Your second point about Adams is correct. We’ve yet to learn how he’ll handle the next step of the rebuild. I remember talking about this with Bills general manager Brandon Beane back in 2019. Tearing down a team and starting a youth movement is the easier part of a rebuild. You can preach patience and move players out. Replacing those players with ones you have drafted, signed or traded for is harder. The first part, which Adams has executed as well as anyone could have asked for, is often screwed up. But the second part is how outsiders often judge a general manager. That’s the fun part about this Sabres team. Whatever they accomplish this season is a bonus, and the moves that follow will help determine how quickly they can reach their potential as a team.

I can hear Jim Mora’s voice in my head as I’m asking this but still, what do you think the odds are the Sabres squeak into the playoffs this year? — Ben M.

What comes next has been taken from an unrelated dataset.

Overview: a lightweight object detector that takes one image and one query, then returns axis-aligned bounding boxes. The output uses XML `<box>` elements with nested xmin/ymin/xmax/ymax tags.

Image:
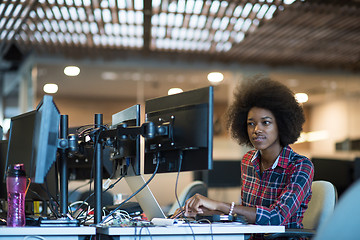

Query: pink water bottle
<box><xmin>6</xmin><ymin>164</ymin><xmax>26</xmax><ymax>227</ymax></box>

According to Money Puck, there is a 16-percent chance the Sabres make the playoffs this season. Bump that up a few percentage points and you could say the Sabres have a one-in-five chance of sneaking in. That seems fair to me. The eight-game losing streak is going to sting when this team is chasing points in the second half of the season. To go that long without a point is detrimental to hanging around in the playoff race. That the Sabres are only five points out of a playoff spot even with that losing streak shows that they have the potential to go on a run. The Sabres were 7-3 before the losing streak and they are 7-3-2 since snapping it. They need to stay healthy to have any chance, but they’re the highest-scoring team in hockey. That should keep them interesting deep into the season.